Sofitel, a French brand, has taken quiet but sure steps to elevate itself from business stopover to luxury standby over the past few years, and it’s worked. Once upon a time it may have been the European businessman’s home-away-from-home, but over time it’s become a true luxury bastion, and in no property is that more apparent than the heart of Manhattan.
Whether because of the multi-lingual concierges, one-of-a-kind fine-art exhibitions, or intelligently composed light-cuisine menus, Sofitel New York has emerged as a first-choice lodging for those with the means to choose. Well-dressed international clientele in the elevators, free coffee in the mornings in the lounge, a large wraparound public lobby space with check-in/concierge booths tucked neatly away on the sides, and a posh Deco-inspired bar just one flight of stairs from the main lobby.
This is a business hotel as well as a tourist favorite, and it truly seems designed for meetings and functions. No matter where you enter, there’s no massive central foyer to be found.
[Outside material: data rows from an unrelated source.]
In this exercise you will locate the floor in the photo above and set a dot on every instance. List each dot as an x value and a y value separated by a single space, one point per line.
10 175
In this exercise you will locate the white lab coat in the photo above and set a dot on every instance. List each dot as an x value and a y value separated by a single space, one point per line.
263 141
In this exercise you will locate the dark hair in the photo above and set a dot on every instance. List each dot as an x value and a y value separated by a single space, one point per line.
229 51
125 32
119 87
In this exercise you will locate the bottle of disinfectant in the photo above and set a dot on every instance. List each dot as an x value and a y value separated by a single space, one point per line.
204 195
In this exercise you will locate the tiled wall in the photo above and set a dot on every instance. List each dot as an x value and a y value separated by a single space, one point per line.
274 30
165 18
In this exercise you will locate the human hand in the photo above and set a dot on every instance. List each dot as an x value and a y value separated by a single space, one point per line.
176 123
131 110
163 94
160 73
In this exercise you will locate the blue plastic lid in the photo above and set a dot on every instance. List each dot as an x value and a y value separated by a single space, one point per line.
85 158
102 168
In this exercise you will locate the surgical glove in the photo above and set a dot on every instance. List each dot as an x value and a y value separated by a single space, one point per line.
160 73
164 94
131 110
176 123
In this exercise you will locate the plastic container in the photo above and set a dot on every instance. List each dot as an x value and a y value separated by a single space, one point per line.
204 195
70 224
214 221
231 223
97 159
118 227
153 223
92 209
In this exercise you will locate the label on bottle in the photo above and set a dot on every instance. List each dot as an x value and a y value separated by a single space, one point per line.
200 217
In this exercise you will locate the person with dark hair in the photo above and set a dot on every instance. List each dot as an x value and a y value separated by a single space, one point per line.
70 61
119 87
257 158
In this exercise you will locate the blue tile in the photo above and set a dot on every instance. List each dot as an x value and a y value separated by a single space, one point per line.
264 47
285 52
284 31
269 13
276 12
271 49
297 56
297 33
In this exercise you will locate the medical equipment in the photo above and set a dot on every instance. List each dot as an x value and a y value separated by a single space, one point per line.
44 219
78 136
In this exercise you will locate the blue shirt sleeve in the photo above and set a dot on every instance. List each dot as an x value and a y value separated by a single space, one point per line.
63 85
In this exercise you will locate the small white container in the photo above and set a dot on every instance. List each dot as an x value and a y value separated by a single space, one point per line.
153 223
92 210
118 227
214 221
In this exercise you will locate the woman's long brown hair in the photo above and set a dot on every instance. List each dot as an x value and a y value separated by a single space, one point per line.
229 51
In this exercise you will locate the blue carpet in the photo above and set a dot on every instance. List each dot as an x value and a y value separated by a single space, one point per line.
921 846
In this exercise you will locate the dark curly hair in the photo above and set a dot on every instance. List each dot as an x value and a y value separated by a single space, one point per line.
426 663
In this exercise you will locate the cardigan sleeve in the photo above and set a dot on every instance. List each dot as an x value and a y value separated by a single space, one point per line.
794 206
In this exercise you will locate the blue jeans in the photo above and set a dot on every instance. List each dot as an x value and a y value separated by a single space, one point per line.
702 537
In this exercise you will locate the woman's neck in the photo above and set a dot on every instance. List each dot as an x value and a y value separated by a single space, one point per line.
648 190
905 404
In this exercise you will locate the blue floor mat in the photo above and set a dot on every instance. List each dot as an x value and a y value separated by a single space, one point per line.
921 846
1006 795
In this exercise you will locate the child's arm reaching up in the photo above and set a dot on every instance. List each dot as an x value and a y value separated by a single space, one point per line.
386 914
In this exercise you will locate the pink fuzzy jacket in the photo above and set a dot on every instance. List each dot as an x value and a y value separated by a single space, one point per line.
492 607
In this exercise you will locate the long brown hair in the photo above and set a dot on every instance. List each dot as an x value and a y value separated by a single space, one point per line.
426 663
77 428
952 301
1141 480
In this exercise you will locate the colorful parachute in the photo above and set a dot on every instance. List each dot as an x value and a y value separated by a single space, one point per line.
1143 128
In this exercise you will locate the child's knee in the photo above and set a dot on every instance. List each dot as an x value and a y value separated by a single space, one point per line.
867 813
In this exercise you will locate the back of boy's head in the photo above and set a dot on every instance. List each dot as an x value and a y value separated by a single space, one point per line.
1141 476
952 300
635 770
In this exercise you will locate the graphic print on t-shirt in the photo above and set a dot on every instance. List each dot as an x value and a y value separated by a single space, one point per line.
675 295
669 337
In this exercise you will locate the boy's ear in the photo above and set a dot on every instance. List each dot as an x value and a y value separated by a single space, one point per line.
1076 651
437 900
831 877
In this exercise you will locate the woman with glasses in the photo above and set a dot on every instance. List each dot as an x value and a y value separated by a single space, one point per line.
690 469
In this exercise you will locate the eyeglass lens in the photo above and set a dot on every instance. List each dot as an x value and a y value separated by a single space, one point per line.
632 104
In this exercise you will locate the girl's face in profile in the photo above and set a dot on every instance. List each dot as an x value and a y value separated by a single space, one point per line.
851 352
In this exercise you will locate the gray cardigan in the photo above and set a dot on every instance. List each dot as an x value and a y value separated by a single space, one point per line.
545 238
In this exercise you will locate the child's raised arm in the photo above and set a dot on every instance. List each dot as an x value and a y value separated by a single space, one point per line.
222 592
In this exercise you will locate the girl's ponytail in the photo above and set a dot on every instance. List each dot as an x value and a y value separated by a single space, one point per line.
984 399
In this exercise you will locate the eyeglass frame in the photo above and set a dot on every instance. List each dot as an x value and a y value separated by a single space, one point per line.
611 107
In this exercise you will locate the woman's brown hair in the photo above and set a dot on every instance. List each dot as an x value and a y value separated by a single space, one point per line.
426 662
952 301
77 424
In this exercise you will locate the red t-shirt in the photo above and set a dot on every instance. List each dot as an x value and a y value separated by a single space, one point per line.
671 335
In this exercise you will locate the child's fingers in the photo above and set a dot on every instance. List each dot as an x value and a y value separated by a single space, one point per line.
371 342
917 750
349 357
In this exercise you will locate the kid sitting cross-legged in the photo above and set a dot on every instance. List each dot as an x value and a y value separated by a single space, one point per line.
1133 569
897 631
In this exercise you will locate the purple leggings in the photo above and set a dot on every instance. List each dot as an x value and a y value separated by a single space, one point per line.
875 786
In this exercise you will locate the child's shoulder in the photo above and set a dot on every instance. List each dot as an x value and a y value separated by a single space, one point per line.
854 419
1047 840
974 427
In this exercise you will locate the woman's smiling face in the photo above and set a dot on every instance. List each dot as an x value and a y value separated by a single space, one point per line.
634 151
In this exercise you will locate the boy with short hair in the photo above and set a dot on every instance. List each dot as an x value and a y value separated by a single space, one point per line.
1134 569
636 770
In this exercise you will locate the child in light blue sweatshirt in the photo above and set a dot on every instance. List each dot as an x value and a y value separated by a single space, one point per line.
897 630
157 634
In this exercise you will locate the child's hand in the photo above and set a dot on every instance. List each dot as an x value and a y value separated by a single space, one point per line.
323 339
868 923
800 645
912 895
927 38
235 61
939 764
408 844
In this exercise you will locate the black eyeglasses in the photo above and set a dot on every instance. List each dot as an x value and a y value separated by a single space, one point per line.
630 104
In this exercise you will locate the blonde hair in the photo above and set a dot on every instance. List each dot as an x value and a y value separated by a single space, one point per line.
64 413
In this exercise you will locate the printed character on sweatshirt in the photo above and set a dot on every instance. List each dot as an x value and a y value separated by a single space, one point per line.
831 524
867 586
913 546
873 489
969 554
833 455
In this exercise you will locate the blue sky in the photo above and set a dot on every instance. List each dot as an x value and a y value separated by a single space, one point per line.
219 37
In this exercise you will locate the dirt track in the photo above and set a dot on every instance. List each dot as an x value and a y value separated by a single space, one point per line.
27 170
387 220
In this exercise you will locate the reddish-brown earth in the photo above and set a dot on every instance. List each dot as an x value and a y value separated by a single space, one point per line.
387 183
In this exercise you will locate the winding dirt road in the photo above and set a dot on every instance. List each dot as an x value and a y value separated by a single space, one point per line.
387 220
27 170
Instead, a circuit of elegant but warm rooms leads you to the interior hotel, from which point you go up or down to your destination. It’s a great continental touch that so many of the lobby staff, including the concierges, have French as their first language.
The main restaurant/lounge, Gaby, is a paint-by-the-numbers upscale Parisian bistro, while the cocktail menu is modern big-city American-curated, top-shelf and heavily into dark spirits. You might get a laugh at the fact that someone split “His” and “Hers” into two sections, but at the same time you’re decrying sexism in mixology, the guy across from you will probably be ordering a Brazilian Hemingway or a Dark & Stormy from the “His” selection (But not a Lemon Drop. That is very much for the ladies).
What’s to Love
The fine art and fashion photography exhibitions, which currently make a circuit around flagship big-city Sofitels in the U.S., truly are gallery-quality, and well worth seeing, whether you’re staying in the hotel or not. The current Manhattan exhibition of Gilles Bensimon’s Elle covers (running through April, then moving to Sofitel Washington DC, Lafayette Square) is a wonderful retrospective of fashion/celebrity photography. The oversized black-and-white programmes available in the lobby allow you to really scrutinize each reprinted work, and devour quotes from Bensimon about many of his famous subjects.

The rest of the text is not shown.